Correspondance de Voltaire/1739/Lettre 1041

Correspondance de Voltaire/1739
Correspondance : année 1739GarnierŒuvres complètes de Voltaire, tome 35 (p. 137-139).

1041. — À M. L’ABBÉ MOUSSINOT[1].
Ce 26 (janvier 1739).

Mon cher abbé, je reçois votre lettre du 21, et celle du 23 au 24.

Grand merci, grand merci ; mais le point principal sera de commencer le procès criminel. Il serait bon que le chevalier de Mouhy se chargeât de le poursuivre en son nom, comme pour son ami, si cela se peut. Mais si les lois s’y opposent, ce que je ne crois pas, voici une procuration que je vous envoie.

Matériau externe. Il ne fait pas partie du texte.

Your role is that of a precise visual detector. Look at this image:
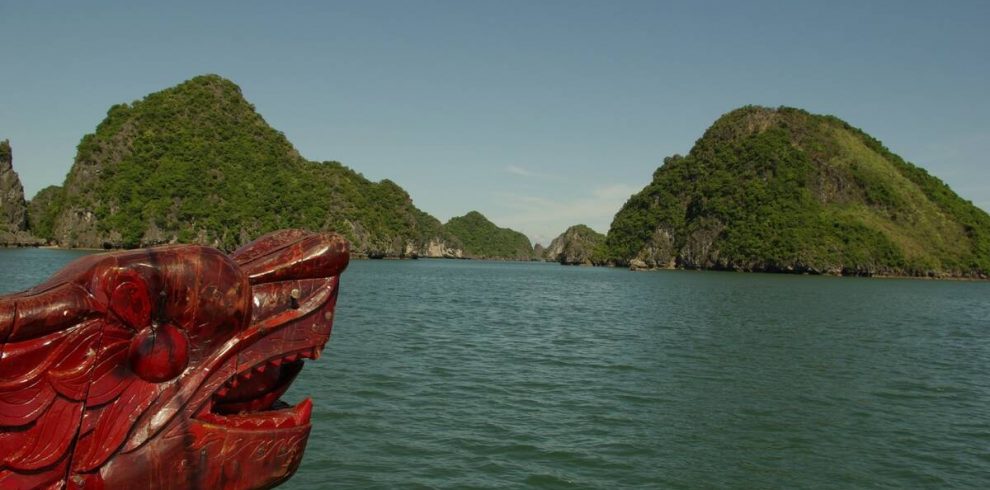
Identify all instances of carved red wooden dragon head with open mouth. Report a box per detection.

Vous la donnerez à quelque bon praticien, qui agira en mon nom, s’il ne peut agir au nom du chevalier de Mouhy ; mais ce praticien ne doit jamais agir qu’au préalable vous n’ayez vu brûler tous les papiers que le chevalier de Mouhy conserve, et qui pourraient me nuire, comme mon premier mémoire justificatif dont je ne suis pas content, et l’original du Préservatif, où il avait mis des choses très-fortes, dont je suis encore plus mécontent. Il faut surtout qu’il m’écrive une lettre ostensible, par laquelle il demeure indubitable que je n’ai aucune part au Préservatif, et, dès qu’il vous dira qu’il m’a écrit cette lettre, et que le tout sera brûlé, le praticien commencera la procédure.

J’ai reçu les deux mémoires. Ne m’en envoyez plus, mais brûlez-les, car je garde copie de tout.

Promettez de l’argent au chevalier, mais qu’il ne se presse point, et qu’il ne mette point de montre en gage. On n’a rien commencé ; il n’a rien eu à débourser ; il a gagné au Prèservatif, dont il est l’auteur en partie ; il a eu cinquante livres ; il en aura encore, mais patience ; il n’y a point eu de feuille tirée, et l’imprimeur devrait rendre l’argent ; mais il n’en a pas reçu. Ne montrez point mes lettres au chevalier, mais assurez-le qu’il est impossible qu’il ait déboursé un sou, puisque le contre-ordre vint en même temps que le manuscrit ; et, quand on aurait commencé, la journée d’un ouvrier vaut un écu, et non pas cent cinquante livres. Si on agit au nom du chevalier de Mouhy dans le procès, que ce ne soit pas lui qui fasse les démarches : j’aimerais mieux ne rien entreprendre. Il faut un homme du palais.

Dites au petit d’Arnaud que j’écrirai pour lui à M. Helvétius.

Il faut, je vous en supplie, demander si les libelles achetés l’ont été devant témoins. Je crois qu’il faut d’abord rendre plainte contre les distributeurs et vendeurs, et leur intenter procès, afin qu’ils nomment l’auteur. Je crois qu’outre cette démarche nécessaire on peut encore très-bien rendre plainte contre l’abbé Desfontaines, comme ayant un intérêt personnel au libelle, comme ayant nécessairement fourni des anecdotes qui ne pouvaient être sues que de lui, telles que des lettres à lui écrites, sa généalogie, son alliance avec Mme de Louraille[2], ses défenses littéraires, enfin comme ayant déjà subi en 1736 une condamnation pour un libelle de cette espèce à la chambre de l’Arsenal, et surtout comme atteint de celui-ci par la notoriété publique. Il faudra faire lever les procès-verbaux de ses écrous au Châtelet en 1724 ou 1725, à Bicêtre, et le commencement du procès criminel chez M. Rossignol, si faire se peut. L’abbé ne sera pas longtemps protégé par monsieur le duc, mais écrivez toujours qu’on ne peut rien faire sans ma présence, et recommandez à Demoulin de m’écrire de même, et cela de la manière la plus forte.

Je vous prie d’envoyer sur-le-champ cette lettre à M. d’Argental avec un des libelles, le tout cacheté.

Je vous embrasse bien tendrement.

  1. Édition Courtat.
  2. Cousine de l’abbé Desfontaines, si on l’en croit. Voyez la Voltairiana. deuxième édition, page 36.